[gnu.misc.discuss] Problem with YACC and LEX

jtn@potomac.ads.com (John T. Nelson) (09/07/90)

I know this isn't a Un*x question specifically but I don't know where
to post a question like this.  It's a problem with YACC.  I seem to
have a reduce/reduce conflict that YACC is unable to resolve, yet it
looks to me like it SHOULD be able to figure out the ambiguity.
Now actually I'm using the Macintosh implementation of GNU Bison,
however I assume that the two oprate identically.
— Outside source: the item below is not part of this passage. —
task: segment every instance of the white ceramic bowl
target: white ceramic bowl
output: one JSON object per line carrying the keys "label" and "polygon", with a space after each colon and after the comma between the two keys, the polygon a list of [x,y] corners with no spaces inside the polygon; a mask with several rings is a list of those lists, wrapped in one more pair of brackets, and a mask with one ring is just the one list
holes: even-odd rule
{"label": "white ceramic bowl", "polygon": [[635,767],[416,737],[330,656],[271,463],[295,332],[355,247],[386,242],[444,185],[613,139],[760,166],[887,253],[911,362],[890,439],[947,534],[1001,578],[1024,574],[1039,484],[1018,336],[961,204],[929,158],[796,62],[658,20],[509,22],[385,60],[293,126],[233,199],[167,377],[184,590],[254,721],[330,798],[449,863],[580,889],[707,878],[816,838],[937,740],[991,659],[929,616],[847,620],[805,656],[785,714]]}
I've written a grammar to recognize the following input
sequence:

A = \n
	B \n
	C \n
	D \n
E = \n
	F \n
	G \n
	H \n

etc etc.

Notice that line feeds are considered tokens here and not white space.
I do this because the existance of a token helps delimit lines and
distinguish the "X =" lines from the other lines.  At least that's the
idea.  Problem is that Bison kicks me out with an error when it gets
to the second "=" in the line E = \n.

The grammar looks a lot like this:


SECTION
	:
	NAME	SPECS
|
	SECTION		NAME	SPECS
	;

NAME
	:
	TOKEN_WORD	TOKEN_EQUAL_SIGN	OPTIONAL_THING	LINE_FEED
|
	NUMBER	TOKEN_EQUAL_SIGN	OPTIONAL_THING	LINE_FEED
	;

SPECS
	:
	SPEC
|
	SPECS	SPEC
	;

SPEC
	:
	TOKEN_WORD	OPTIONAL_THING	LINE_FEED
|
	NUMBER	OPTIONAL_THING	LINE_FEED
	;

OPTIONAL_THING
	:
|
	TOKEN_SPECIAL_SYMBOL
	;

"OPTIONAL_THING" recognizes a special identifier or an empty sequence
so with the above input string it always does the empty thing.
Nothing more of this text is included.